Der Hidschab ist in Iran ein Symbol
Im Oktober 2022 machte ein Video in den sozialen Netzwerken die Runde, in dem eine Frau im Tschador auf eine Mauer schreibt „Frau, Leben, Freiheit“; im Hintergrund sagt eine weibliche Stimme: „Wir verschleierten Frauen von Maschhad unterstützen Frau, Leben, Freiheit.“ Es sind in dieser Revolte nicht nur Frauen aktiv, die kein Kopftuch tragen wollen, sondern auch solche, die es gerne tragen, auch weiter tragen wollen. Weil es um weit mehr geht als um das Kopftuch.
Das Kopftuch, der Hidschab, ist in Iran ein Symbol. Ein Symbol für die Unterdrückung von Frauen durch eine ideologisch extremistische Machtelite, aus Männern bestehend, die den Islam als eine Art Universalerklärung für all ihre Frauenrechts- und Menschenrechtsverbrechen nutzt. Die Friedensnobelpreisträgerin Shirin Ebadi, ebenfalls gläubige Muslimin, war bei den iranischen Klerikern auch deshalb so verhasst, weil sie mit ihrem Einsatz für Menschenrechte und ihrer Arbeit als Anwältin immer wieder erklärte, dass die Machthaber ihre eigene Religion nicht verstünden.

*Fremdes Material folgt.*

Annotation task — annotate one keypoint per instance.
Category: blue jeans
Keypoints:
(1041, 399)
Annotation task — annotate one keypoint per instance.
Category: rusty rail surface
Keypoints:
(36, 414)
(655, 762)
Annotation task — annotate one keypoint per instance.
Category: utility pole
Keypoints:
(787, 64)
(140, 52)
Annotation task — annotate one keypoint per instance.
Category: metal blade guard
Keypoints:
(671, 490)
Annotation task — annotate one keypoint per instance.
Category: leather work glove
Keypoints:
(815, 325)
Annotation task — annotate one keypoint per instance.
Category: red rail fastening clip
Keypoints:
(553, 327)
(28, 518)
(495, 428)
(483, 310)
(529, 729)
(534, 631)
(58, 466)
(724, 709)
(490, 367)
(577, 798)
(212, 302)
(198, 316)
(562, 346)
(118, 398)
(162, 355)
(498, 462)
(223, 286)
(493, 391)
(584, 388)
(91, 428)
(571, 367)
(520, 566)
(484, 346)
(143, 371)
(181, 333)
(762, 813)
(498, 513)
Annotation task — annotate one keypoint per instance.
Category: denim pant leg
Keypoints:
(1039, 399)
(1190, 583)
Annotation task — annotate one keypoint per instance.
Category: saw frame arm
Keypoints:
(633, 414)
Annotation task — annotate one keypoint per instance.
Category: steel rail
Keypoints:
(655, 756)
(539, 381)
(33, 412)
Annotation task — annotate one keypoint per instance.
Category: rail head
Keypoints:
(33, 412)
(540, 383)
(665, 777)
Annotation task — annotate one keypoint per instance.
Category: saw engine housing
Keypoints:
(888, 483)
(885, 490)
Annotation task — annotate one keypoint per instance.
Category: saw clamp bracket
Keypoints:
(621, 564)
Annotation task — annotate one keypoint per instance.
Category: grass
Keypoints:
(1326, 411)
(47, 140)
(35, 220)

Eine der mutigsten feministischen Stimmen in Iran ist Fatemeh Sepehri. Im September 2022 wurde sie verhaftet. Sie ist gläubige Muslimin und trägt nicht nur ein Kopftuch, sondern einen Tschador, einen Ganzkörperschleier. Sie kämpft dafür, dass junge Frauen wie ihre Töchter die Freiheit haben zu entscheiden, ob sie ein Kopftuch tragen wollen oder nicht. Sie fordert schon lange den Rücktritt von Revolutionsführer Chamenei – und sagt das auch noch ganz offen. Auch mit ihr hat Golineh Atai für ihr Buch gesprochen, lange vor Beginn der Protestbewegung. Sie zitiert Fatemeh Sepehri mit den Worten: „Ich will, dass die Islamische Republik gründlich weggefegt wird. Ich verlange, dass der Iran eine säkulare Demokratie wird. Ein Staat, der die Allgemeine Erklärung der Menschenrechte endlich achtet.“
Der Kampf gegen das Kopftuch in Iran hat nichts mit Islamophobie, sondern mit Frauenunterdrückungsphobie zu tun. Der Kampf der Menschen und der Frauen in Iran ist kein Spielfeld für Instrumentalisierungen, ob von rechts oder von links. So einfach ist es mit „dem Islam“ und „dem Kopftuch“ eben nicht.